Diane adorait ses petits frères.
Ils étaient insupportables, bruyants, et passaient leur temps à ramener toutes sortes de créatures dégoûtantes dans la maison.
Mais elle s’était occupée d’eux dès que ses parents étaient trop pris – c’est-à-dire souvent. Sa grand-mère fatiguait beaucoup, et Diane avait pris la relève avec fierté. Cela lui avait donné un rôle nouveau, le plus beau : celui de grande sœur.
— Tu t’en vas ? demanda Casior en se frottant un œil.
Il tenait son doudou usé en forme de lapin, dont une oreille pendait tristement.
C’était le plus sensible des deux.
— Oui, je m’en vais, confirma Diane. Je voulais vous dire au revoir avant tout le monde.
— Pourquoi ? demanda Adalmas en fronçant les sourcils.
Avant leur naissance, Diane pensait que ses frères jumeaux seraient pareils.
Mais ils étaient bien différents.
Casior était émotif et rêveur ; Adalmas, réfléchi et méfiant.

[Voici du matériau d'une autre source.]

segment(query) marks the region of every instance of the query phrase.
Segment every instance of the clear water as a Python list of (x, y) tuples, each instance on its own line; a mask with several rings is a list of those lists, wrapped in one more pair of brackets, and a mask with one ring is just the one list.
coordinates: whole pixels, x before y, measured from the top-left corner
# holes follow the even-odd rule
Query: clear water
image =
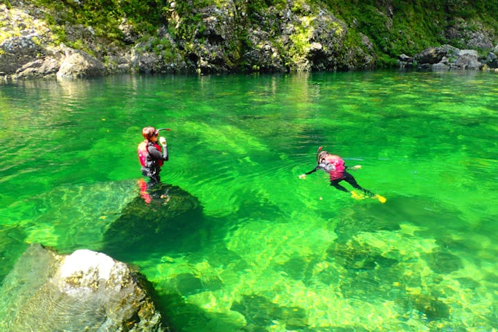
[[(139, 267), (177, 331), (494, 331), (497, 105), (498, 76), (483, 73), (1, 85), (0, 280), (41, 243)], [(150, 208), (112, 243), (139, 196), (147, 125), (171, 128), (163, 182), (201, 213), (153, 234)], [(320, 145), (386, 203), (323, 172), (299, 179)]]

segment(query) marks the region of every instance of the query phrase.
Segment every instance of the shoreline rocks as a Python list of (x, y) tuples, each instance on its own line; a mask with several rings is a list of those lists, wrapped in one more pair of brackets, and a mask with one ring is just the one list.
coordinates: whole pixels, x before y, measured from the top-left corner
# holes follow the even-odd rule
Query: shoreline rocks
[(32, 244), (0, 288), (0, 326), (12, 331), (169, 331), (147, 282), (101, 252), (61, 255)]

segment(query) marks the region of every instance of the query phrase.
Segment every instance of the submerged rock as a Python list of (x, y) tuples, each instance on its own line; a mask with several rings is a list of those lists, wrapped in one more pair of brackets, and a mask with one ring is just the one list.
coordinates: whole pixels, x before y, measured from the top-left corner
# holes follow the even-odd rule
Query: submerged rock
[(198, 199), (177, 186), (159, 183), (142, 191), (104, 233), (103, 250), (121, 252), (196, 250), (208, 228)]
[(101, 252), (60, 255), (30, 245), (0, 288), (0, 327), (37, 331), (161, 331), (145, 279)]

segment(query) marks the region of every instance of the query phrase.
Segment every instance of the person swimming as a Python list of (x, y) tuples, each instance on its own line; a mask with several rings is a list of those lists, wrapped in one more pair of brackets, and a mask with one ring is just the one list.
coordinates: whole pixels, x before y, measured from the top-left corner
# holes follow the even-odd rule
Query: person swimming
[(355, 177), (347, 172), (348, 169), (353, 169), (355, 171), (359, 169), (362, 168), (361, 165), (356, 165), (352, 167), (346, 166), (344, 159), (339, 156), (336, 156), (335, 154), (330, 154), (325, 150), (322, 150), (322, 147), (319, 147), (317, 151), (317, 167), (311, 171), (299, 175), (299, 178), (306, 178), (307, 175), (314, 173), (319, 169), (322, 169), (329, 174), (330, 185), (336, 189), (338, 189), (341, 192), (350, 192), (353, 197), (357, 199), (360, 199), (361, 196), (356, 192), (353, 191), (350, 192), (339, 183), (340, 182), (344, 181), (351, 185), (353, 188), (363, 192), (363, 193), (368, 197), (377, 198), (381, 203), (385, 203), (385, 199), (362, 187), (356, 181)]

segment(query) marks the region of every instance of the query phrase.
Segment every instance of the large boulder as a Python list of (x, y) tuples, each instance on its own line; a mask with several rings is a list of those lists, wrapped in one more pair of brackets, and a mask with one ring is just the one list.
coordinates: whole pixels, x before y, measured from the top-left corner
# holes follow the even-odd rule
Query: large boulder
[(0, 288), (0, 326), (36, 331), (161, 331), (145, 279), (101, 252), (60, 255), (30, 245)]
[(105, 75), (104, 64), (87, 53), (66, 48), (65, 58), (62, 60), (57, 78), (81, 78), (99, 77)]

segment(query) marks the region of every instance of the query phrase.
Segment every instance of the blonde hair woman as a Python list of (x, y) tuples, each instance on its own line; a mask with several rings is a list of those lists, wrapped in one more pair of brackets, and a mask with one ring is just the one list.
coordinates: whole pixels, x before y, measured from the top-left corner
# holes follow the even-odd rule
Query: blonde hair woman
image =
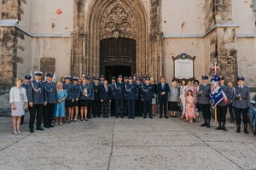
[(11, 104), (11, 116), (14, 128), (14, 134), (20, 134), (20, 125), (21, 116), (25, 115), (25, 109), (27, 109), (27, 97), (24, 88), (21, 88), (22, 79), (17, 78), (15, 87), (12, 88), (9, 92), (9, 103)]

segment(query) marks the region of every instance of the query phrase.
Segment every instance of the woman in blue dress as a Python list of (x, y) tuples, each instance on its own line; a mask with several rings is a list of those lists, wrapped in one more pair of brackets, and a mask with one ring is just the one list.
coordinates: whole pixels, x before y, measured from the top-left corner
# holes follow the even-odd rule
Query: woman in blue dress
[(62, 82), (58, 82), (57, 88), (57, 104), (55, 105), (55, 117), (56, 125), (62, 124), (62, 118), (65, 117), (65, 99), (67, 96), (67, 91), (63, 90)]

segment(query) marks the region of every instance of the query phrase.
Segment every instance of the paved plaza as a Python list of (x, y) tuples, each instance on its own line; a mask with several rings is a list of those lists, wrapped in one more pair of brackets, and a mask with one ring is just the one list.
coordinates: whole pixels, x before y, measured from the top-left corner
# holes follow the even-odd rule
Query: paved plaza
[[(0, 117), (0, 169), (256, 169), (256, 136), (179, 118), (95, 118), (12, 134)], [(241, 129), (243, 130), (243, 129)]]

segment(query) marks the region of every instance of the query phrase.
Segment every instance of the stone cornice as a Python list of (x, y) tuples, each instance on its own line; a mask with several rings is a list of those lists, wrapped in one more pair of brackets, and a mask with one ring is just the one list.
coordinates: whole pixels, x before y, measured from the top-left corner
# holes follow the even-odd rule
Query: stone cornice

— J’ai quelque chose pour vous, leur annonça Diane, sentant leurs regards se poser sur elle.
Quelque chose de précieux, qu’il vous faudra garder pendant que je serai à l’Académie.

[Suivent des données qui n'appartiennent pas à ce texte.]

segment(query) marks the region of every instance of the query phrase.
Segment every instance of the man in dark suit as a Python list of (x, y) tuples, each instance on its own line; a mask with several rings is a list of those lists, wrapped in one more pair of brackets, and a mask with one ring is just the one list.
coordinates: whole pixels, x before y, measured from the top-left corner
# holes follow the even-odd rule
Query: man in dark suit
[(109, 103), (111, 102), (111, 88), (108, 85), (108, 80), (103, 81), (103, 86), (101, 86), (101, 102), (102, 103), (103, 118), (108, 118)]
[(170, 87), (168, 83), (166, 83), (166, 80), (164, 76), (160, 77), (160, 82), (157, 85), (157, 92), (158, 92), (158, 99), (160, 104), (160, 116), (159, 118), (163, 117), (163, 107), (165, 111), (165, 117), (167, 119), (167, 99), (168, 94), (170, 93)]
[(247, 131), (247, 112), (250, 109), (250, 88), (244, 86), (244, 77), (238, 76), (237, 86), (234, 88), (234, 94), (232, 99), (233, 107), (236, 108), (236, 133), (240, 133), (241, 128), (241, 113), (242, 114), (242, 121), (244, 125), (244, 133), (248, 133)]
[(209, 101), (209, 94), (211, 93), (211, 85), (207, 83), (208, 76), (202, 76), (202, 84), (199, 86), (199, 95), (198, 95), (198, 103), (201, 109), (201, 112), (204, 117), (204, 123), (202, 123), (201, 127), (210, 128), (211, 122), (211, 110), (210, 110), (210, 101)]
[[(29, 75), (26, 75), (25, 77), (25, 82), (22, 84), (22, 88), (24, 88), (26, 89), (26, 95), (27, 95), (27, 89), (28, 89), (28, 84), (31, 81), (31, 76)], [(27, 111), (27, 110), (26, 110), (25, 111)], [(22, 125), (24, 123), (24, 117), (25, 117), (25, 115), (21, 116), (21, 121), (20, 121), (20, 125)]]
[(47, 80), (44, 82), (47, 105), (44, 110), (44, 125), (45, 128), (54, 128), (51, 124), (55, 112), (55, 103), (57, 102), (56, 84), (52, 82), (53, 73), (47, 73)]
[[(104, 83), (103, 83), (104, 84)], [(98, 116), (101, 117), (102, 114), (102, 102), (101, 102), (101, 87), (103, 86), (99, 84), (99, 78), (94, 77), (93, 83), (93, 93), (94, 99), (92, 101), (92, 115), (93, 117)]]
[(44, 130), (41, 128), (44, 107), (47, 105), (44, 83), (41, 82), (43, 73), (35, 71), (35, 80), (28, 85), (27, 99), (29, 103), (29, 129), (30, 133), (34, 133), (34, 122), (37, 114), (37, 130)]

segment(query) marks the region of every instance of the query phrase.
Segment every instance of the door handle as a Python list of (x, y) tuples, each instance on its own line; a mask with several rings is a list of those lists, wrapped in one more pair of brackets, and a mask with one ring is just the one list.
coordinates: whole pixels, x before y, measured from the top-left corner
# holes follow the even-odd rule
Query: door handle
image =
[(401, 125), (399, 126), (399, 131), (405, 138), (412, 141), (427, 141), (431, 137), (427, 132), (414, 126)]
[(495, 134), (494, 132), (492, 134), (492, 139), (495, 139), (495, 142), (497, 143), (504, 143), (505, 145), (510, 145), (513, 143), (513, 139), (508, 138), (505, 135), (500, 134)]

— C’est quoi ? demanda Casior, impatient.
— Je les ai cachés sous mon lit, répondit Diane avec un sourire complice. Il s’agit de deux arcs que j’ai fabriqués, et de leurs flèches.
Mais attention, ajouta-t-elle en voyant leurs visages s’illuminer, si j’apprends que vous vous en êtes servis pour chasser grand-mamie dans le jardin...
— Tu ne pourras rien faire, tu seras partie, grogna Adalmas, boudeur.
— Je vous surveillerai de loin. J’ai des sens infaillibles, objecta Diane avec un sourire qu’elle peina à maintenir. Venez dans mes bras.
Ses petits frères se précipitèrent vers elle et l’enlacèrent de leurs bras maigres.
C’était la plus belle sensation du monde, et elle se termina trop vite.
Déjà, les garnements filaient dans la chambre pour inspecter le dessous du lit et dénicher les trésors interdits qui rendraient leurs parents fous.
Diane descendit dans le séjour, les bras chargés de ses paquets.
Elle avait rempli un grand sac et deux valises compactes contenant toutes les fournitures nécessaires à ses études.
Sa mère l’embrassa rapidement avant de lui faire ses dernières recommandations.
Elle salua sa grand-mamie, qui lui adressa un sourire tremblant, incapable de parler, mais plein de fierté.
Puis elle se dirigea vers la porte d’entrée.
Son père avait déjà installé les valises de part et d’autre de Mumule, l’un des ânes de la famille, baptisé ainsi par les jumeaux lorsqu’ils étaient petits.
L’animal souffla doucement dans les paumes de Diane quand elle les lui tendit.
— Allons-y, dit son père d’une voix rauque.